TITLE: One Moment, One Morning
AUTHOR: Sarah Rayner
PUBLISHER/YEAR: St. Martin's Press/2010
GENRE: Adult Contemporary/Drama
SOURCE: St. Martin's Press via Goodreads First Reads program
Goodreads / Author's Website
One Moment, One Morning is set into motion by one shocking event on the 7:44AM train from Brighton to London. A man, we later learn is named Simon, dies of a sudden heart attack and those around him are left to pick up the pieces.
The story follows Karen, Simon's wife, Anna, her best friend and Lou stranger turned friend as they deal with loss, grief and family issues. One Moment, One Morning has a fairly heartbreaking premise. Sudden death is always horrifying. I went into this book thinking it was going to be an emotionally manipulative plot with some tender moments, a book that my mother would love. I expected to get through it quickly thinking it was an airport kind of read. I was right on some counts, but so wrong on others.

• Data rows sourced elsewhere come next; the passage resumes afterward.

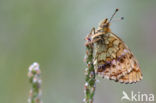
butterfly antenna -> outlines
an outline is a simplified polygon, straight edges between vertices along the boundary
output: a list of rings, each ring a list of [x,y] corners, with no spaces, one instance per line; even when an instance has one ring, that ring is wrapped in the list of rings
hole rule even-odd
[[[112,21],[114,15],[115,15],[118,11],[119,11],[119,9],[116,9],[116,10],[115,10],[114,14],[112,15],[112,17],[111,17],[110,20],[109,20],[109,23]]]

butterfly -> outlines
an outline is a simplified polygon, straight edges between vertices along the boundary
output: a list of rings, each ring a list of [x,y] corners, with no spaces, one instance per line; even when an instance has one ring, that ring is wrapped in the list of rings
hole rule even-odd
[[[110,20],[103,20],[97,30],[91,30],[91,42],[95,44],[95,72],[116,82],[136,83],[143,78],[139,63],[124,41],[109,28],[117,11]]]

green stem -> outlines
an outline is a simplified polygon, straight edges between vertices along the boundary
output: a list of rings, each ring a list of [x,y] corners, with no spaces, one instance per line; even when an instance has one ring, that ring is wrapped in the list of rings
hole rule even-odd
[[[33,63],[29,67],[28,77],[32,85],[29,92],[28,103],[42,103],[41,102],[41,78],[40,68],[38,63]]]
[[[90,34],[86,38],[86,63],[87,68],[85,70],[86,75],[86,83],[85,83],[85,103],[93,103],[93,98],[95,94],[95,85],[96,85],[96,79],[95,79],[95,70],[93,65],[93,50],[94,50],[94,44],[90,42]]]

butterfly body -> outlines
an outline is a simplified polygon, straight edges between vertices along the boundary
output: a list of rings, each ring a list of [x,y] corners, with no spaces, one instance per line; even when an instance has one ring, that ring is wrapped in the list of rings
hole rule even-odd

I do think this book is a little manipulative, but I kind of find that with a lot of books that deal with death, so that's probably just me. That having been said, sometimes a little manipulation isn't a bad thing. I was so wrong about this being an airport read. I pretty much wept throughout the entire book; crying in the airport over a book is not my idea of a good time. My roommates are probably thinking I'm an unstable, crazy person now, but I don't care. It was so touch and so heartbreaking. These characters truly cared about each other and I love that. I love that we have a book about three women and the women are all truly caring people. There was no backstabbing. It was so refreshing.
The book is structured around the days of the week. Nothing much happens as we follow these characters for the seven days following Simon's death. There are no other major events, but that's okay. It reflects upon their grief, on how they all deal with death. I liked the structure and how it dealt with individual moments. I found the way each character dealt with their issues to be very honest and rooted in realism. I could relate to each character and I think that's why I found it so heartbreaking.
My minor quibble with the book is that it is written entirely in the present tense. Just a pet peeve of mine. It takes me out of the story, although I always get the feeling it's meant to make it more pressing and connect the reader.
This was a good book for a rainy day. Although it took me much longer than that to read (due to the tears you see, wiping them away takes time)! It has it's faults, but it sucked me in and I honestly didn't think I would. I credit Rayner for creating characters that I truly felt for.